Zoonami
- Company type: Private company
- Industry: Software & programming
- Founded: 1998
- Defunct: 2010
- Headquarters: Cambridge, United Kingdom
- Key people: Martin Hollis
- Products: Zendoku, Go! Puzzle
- Number of employees: 10
- Website: www.zoonami.com

= Zoonami =

British video game development studio

Zoonami was a video game development company, founded in 1998 by Martin Hollis, the director and producer of GoldenEye 007. He left Rare shortly before Perfect Dark was released while other members of the GoldenEye 007 team formed Free Radical Design. The studio was closed "a couple years" before 2012. Titles released as Zoonami include Zendoku, Go! Puzzle, and Bonsai Barber.

==Games developed==
In October 2006, Eidos announced Zendoku, a Sudoku-based game developed by Zoonami for the Nintendo DS and PlayStation Portable.
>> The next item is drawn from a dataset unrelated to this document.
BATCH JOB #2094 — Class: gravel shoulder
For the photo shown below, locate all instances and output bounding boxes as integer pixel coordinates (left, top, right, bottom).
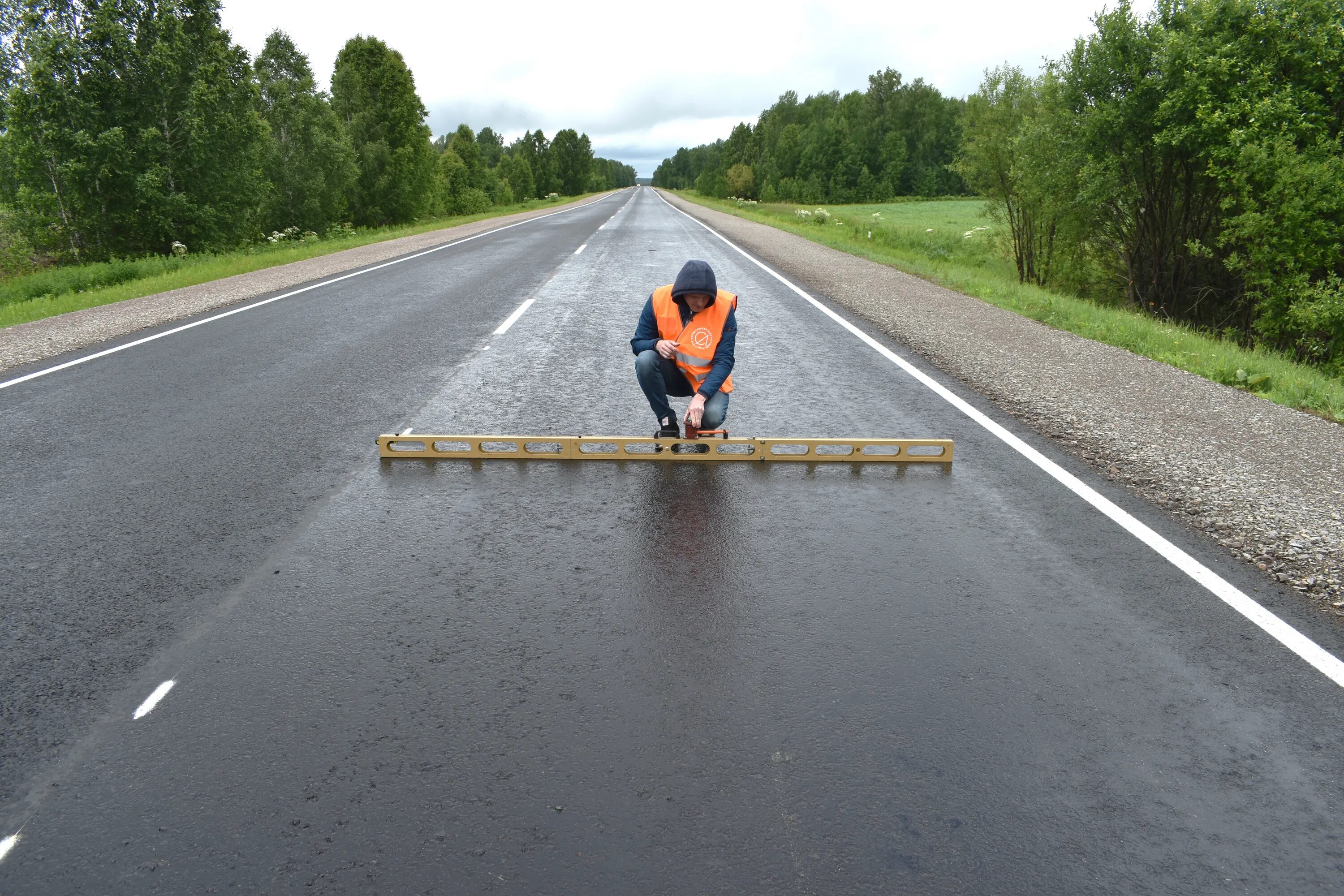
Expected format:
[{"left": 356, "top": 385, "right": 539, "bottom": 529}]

Zendoku was released in the United States on 12 June 2007, and was released in Europe on 20 April 2007.

Zoonami released its second game, Go! Puzzle for the PlayStation 3's downloadable service in February 2009. Go! Puzzles mini-games and characters were designed by Zoonami, but the actual development was done by Cohort Studios.

Zoonami released its third game, and the first game for WiiWare, Bonsai Barber, in North America on 30 March 2009, and in Europe on 7 August 2009. It was published by Nintendo.

===Dropped projects===
A GameCube project originally titled as Game Zero (although the title was dropped when it was discovered that the name conflicted with a pre-existing gaming review magazine) was once in development, though this is considered to no longer be the case. The project was mentioned briefly on the company's website but has not been discussed since its removal from the site and subsequent notice in interviews that the name had been dropped from the project. The game was a radical block-based build-and-mine game for GameCube, similar in concept to Minecraft but predating it by a number of years.

Zoonami also announced a prototype of the one-button music game Funkydilla but were unable to find a publisher for the game.